Tell us about one of the first pieces you wrote. 
I wrote what I consider one of my first real poems in high school, an epistolary poem for my younger brother. Almost 20 years later, I found a typewritten copy as I was packing for a cross-country move, and I ended up reading it at his wedding. (When you’re a poet, friends and family members will invariably ask you to write and read a poem for every wedding and funeral.)

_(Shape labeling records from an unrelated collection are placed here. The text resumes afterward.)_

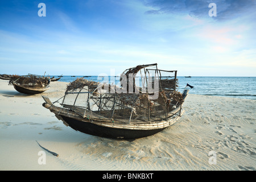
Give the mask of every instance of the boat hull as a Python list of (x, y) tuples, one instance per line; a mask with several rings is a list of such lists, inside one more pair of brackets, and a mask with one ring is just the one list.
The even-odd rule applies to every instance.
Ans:
[(164, 128), (151, 130), (129, 130), (105, 127), (91, 122), (81, 122), (74, 118), (60, 115), (73, 129), (91, 135), (123, 139), (134, 139), (154, 135)]
[(43, 93), (44, 91), (48, 90), (47, 88), (46, 88), (46, 89), (40, 89), (40, 90), (28, 89), (24, 87), (20, 86), (15, 84), (13, 84), (13, 86), (14, 87), (14, 89), (18, 92), (26, 94), (36, 94)]

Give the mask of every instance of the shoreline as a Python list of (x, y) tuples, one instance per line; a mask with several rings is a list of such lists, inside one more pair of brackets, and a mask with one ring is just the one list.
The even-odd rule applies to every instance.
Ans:
[[(175, 125), (133, 141), (92, 136), (66, 127), (43, 107), (68, 82), (56, 81), (40, 94), (26, 96), (0, 80), (1, 170), (256, 170), (256, 100), (188, 94)], [(46, 152), (39, 164), (36, 143)], [(216, 164), (210, 164), (210, 151)]]

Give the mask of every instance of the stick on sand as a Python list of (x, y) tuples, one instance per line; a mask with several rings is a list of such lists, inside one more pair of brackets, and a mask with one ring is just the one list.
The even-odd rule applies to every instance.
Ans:
[(41, 147), (42, 148), (43, 148), (43, 149), (46, 150), (47, 152), (48, 152), (49, 153), (52, 154), (53, 155), (55, 155), (55, 156), (59, 156), (59, 154), (56, 154), (56, 153), (55, 153), (55, 152), (50, 151), (49, 150), (46, 149), (46, 148), (44, 148), (44, 147), (41, 146), (40, 145), (40, 144), (38, 142), (38, 141), (36, 140), (36, 143), (38, 143), (38, 144), (39, 145), (39, 146)]

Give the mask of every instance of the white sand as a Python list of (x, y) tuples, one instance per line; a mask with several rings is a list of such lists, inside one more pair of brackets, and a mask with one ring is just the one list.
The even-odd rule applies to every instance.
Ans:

What inspired you to write this piece?
“Can America’s Democracy Be Saved?” opens the second section of my third poetry collection, CAUSA SUI, and is a direct response to the second Trump administration, although it was written before the 2024 election. The second section of the book contains a number of 14-line sonnet-like poems that are structurally, thematically, and tonally very similar to the 14-line sonnet-like poems in my second collection, Requiem with an Amulet in Its Beak. The poems in both books are inspired by Terrance Hayes’s American Sonnets for My Past and Future Assassin (2018), a book that remains as timely now as it was when it was first published seven years ago. 

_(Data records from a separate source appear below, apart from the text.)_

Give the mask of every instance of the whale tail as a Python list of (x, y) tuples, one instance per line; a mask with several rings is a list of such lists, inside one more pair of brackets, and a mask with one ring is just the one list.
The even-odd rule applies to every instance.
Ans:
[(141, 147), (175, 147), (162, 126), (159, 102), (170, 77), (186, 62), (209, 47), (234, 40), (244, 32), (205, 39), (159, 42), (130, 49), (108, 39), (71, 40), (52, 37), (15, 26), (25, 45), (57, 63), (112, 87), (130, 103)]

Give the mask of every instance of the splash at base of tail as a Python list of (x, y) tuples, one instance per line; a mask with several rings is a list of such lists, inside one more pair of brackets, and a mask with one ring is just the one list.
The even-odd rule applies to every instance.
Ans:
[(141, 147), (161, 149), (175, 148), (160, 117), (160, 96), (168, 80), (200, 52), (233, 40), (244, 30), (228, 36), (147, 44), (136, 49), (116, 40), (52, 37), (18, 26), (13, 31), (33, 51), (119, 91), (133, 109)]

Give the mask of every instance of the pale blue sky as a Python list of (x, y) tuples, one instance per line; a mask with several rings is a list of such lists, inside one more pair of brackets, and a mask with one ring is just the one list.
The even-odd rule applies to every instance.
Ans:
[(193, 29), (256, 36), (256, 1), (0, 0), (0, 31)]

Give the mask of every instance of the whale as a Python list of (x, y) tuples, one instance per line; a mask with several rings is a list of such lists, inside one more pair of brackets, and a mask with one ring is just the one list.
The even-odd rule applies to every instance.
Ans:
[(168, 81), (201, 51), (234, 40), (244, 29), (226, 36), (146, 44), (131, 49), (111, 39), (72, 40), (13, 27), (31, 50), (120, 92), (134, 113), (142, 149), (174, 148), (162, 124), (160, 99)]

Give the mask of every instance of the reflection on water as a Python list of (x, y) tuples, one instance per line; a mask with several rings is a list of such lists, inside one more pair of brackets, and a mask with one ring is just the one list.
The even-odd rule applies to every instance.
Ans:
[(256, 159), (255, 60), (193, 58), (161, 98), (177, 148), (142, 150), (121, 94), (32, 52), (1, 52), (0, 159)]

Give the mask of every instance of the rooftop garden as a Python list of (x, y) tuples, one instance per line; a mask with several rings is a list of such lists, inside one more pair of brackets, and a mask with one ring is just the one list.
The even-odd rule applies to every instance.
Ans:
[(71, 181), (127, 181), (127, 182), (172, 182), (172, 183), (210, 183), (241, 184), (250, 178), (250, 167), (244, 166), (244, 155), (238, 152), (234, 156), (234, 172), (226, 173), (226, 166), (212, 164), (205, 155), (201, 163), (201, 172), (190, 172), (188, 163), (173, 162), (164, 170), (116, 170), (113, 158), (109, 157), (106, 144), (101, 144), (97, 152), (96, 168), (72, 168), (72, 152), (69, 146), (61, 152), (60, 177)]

What writer(s) or works have influenced the way you write now?
In addition to Terrance Hayes, the poems in CAUSA SUI are influenced by the work of Nicole Sealey. In particular, the third section of the book, a series of found poems taken from the text of Project 2025, is inspired by Sealey’s The Ferguson Report: An Erasure (2023), a book I read and absorbed deeply last year when I assigned it in one of my college courses. 

Do you have any rituals or traditions that you do in order to write?
Not really, although I do have some peculiar habits when I’m putting together a book of poems. For example, I like to print out my drafts, leave them all over the floor, and then step on them. I like the look of a poem that’s been well trodden upon. 

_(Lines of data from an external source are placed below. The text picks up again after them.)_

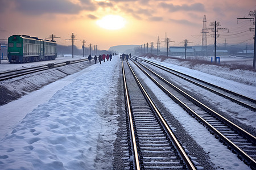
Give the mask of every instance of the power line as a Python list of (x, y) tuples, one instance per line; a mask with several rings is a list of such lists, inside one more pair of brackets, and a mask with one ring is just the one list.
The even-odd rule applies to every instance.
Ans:
[(49, 35), (49, 37), (47, 37), (46, 39), (51, 39), (52, 41), (55, 42), (55, 41), (54, 41), (54, 39), (60, 39), (60, 37), (56, 37), (56, 36), (55, 35), (52, 34), (52, 35)]
[(71, 36), (72, 39), (68, 39), (66, 40), (72, 41), (72, 58), (74, 58), (74, 41), (81, 40), (75, 40), (74, 38), (75, 36), (74, 36), (74, 33), (72, 33), (72, 35)]

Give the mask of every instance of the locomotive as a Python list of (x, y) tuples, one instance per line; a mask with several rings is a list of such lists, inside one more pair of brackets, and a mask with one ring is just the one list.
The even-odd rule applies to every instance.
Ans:
[(10, 63), (25, 63), (55, 60), (56, 46), (55, 41), (14, 35), (8, 38), (8, 60)]

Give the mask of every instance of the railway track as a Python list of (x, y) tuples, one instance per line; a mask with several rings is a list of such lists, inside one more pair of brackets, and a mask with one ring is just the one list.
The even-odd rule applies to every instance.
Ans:
[[(141, 63), (134, 62), (157, 86), (252, 169), (256, 169), (256, 137), (172, 84)], [(139, 64), (147, 70), (146, 71)]]
[(167, 67), (161, 66), (153, 62), (144, 59), (143, 59), (142, 61), (150, 64), (151, 65), (154, 66), (170, 74), (172, 74), (177, 77), (179, 77), (180, 78), (196, 84), (196, 86), (206, 89), (214, 94), (216, 94), (224, 98), (228, 99), (230, 101), (237, 103), (243, 107), (248, 108), (254, 112), (256, 112), (256, 100), (228, 90), (209, 82), (207, 82), (203, 80), (194, 78), (192, 76), (180, 73)]
[(32, 67), (29, 68), (24, 68), (16, 70), (8, 71), (0, 73), (0, 82), (10, 79), (12, 78), (19, 77), (20, 76), (28, 75), (31, 73), (39, 72), (47, 70), (52, 68), (56, 68), (62, 67), (67, 65), (73, 64), (80, 62), (88, 61), (88, 59), (77, 60), (74, 61), (68, 61), (65, 62), (60, 62), (57, 63), (49, 63), (47, 65), (40, 66), (37, 67)]
[(128, 63), (122, 70), (135, 169), (196, 169)]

Is there any specific music that aids you through the writing or editing process?Not particularly, although I do like to listen to death metal while stepping on my poems. 

Who typically gets the first read of your work?
My husband, the novelist Robert Eversz. 

If you could work in another art form what would it be?
The visual arts. I was serious about photography throughout high school and college and even did some freelance work abroad after I graduated, but eventually I stopped taking photos and devoted myself entirely to language. 

Is there a city or place, real or imagined, that influences your writing?
The United States on the threshold of its demise as a democratic nation is an enduring subject for my work, and as a place of endless contradictions, complexities, and even insanity, this country continues to fascinate and enrage me. As such, the United States is the place that most influences my poems. 

My current writing project is a novel of historical fiction about the Egyptian singer Umm Kulthum, so Egypt and specifically Cairo are the next places I’ll be visiting on my writing journey. 

What are you working on currently?
My third poetry collection, CAUSA SUI, won the 8th Annual 3 Mile Harbor Book Award and will be published in August/September of this year, so I’m currently working on preparing it for publication, including choosing the cover art (which is always my favorite part of the process). 

I’m also taking a sabbatical from teaching next year to work on my novel-in-progress. In addition to taking an Arabic language course, I hope to travel to Cairo next year for research. 

What are you reading right now? 
Steven Leyva’s The Opposite of Cruelty (2025) and Airea D. Matthews’s Bread and Circus (2023) are two books of poetry I’ve been reading recently. A novel I’m currently reading is The Dream Hotel (2025) by Laila Lalami. Other favorite novels I’ve read in the last year include Behind You Is the Sea (2024) by Susan Muaddi Darraj and James (2024) by Percival Everett. 


ELIZABETH KNAPP is the author of Requiem with an Amulet in Its Beak, winner of the 2019 Jean Feldman Poetry Prize, and The Spite House, winner of the 2010 De Novo Poetry Prize. Her poems have recently appeared or are forthcoming in Copper Nickel, North American Review, Pleiades,and The Sun. She teaches at Hood College in Frederick, Maryland, and is a poetry editor for The Baltimore Review.